Working with Quechua Benefit has been one of the most satisfying experiences in my life; it is an honor to work with and for people who have a huge heart. I feel really blessed to be part of this family.
Principal of Casa Chapi
Guini Calcina Vargay is an inspiration. After working for the mining industry, Guini was encouraged by her family to become a teacher. She began by teaching three- and four-year-olds, which motivated her to continue more training. Guini has taught various ages and ethnicities in Peru for fifteen years. Her investment in Casa Chapi is not merely academic. Guini says, “I enjoy and admire children in their successes, achievements, and joys as a single family.” She loves watching students develop confidence and independence. As the children come from diverse backgrounds, she helps them create a new happy family that helps them face the challenges of life together.
Teacher at Casa Chapi
Maria Luisa was born in Ocoña, on the coast of Southern Peru. She graduated from the Institute of Santa Maria with a taching degree in 2007. At a young age, she belonged to a Christian congregation of religious sisters.
She taught primary school for the Municipality and worked as an assistant educator in high schools for four years. She joined Casa Chapi in 2013 as a House Mother then began teaching primary grades in 2016.

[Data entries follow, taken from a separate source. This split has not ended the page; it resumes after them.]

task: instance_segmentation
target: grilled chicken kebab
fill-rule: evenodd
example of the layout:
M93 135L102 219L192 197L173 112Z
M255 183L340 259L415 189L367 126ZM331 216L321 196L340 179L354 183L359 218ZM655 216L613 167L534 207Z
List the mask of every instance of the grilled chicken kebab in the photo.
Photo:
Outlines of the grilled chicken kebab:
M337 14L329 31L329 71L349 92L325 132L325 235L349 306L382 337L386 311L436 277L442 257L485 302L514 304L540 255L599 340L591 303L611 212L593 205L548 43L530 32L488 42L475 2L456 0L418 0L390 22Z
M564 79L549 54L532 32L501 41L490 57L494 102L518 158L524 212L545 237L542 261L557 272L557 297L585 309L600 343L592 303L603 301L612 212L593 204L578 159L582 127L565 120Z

Over the years I have been here, Casa Chapi has grown significantly with new buildings and many new activities. Today we serve more than 60 highland children, and I am happy to be part of this team. I am committed to being a teacher and auntie to these children so that I can create positive change their lives.
Administrator of Casa Chapi
Lusmila was born in the village of Tuti, in the Colca Valley of Peru. She grew up speaking Quechua.
Lusmila worked alongside Padre Marcos for four years as the church secretary in Chivay. She then studied and graduated from the University Marcelino Champañat in Lima with a degree in primary education in 2001. She taught elementary school for the next 12 years, and joined the team at Casa Chapi in March 2016 as the administrator and assistant teacher. She says that her job at Casa Chapi has been a welcome challenge, and that she is very happy to share in the children’s daily experience of learning.
Margot was born in Arequipa, Peru. She graduated with a degree in Education from the University of Saint Augustine in 2005 and then went on to teach in both public and private schools in Arequipa. She joined Casa Chapi in 2013 as a house mother. She stepped into her natural role as teacher when Casa Chapi first became a school, and she was appointed Principal in 2015.
Working at Casa Chapi is a wonderful experience. I feel great satisfaction working with Quechua Benefit and serving children of the highlands in need of education and love. I’m happy to be part of a team that has grown and achieved great things in our three years together. I am thankful that these children have the opportunity to continue studying in Arequipa. Education is something that cannot be taken away.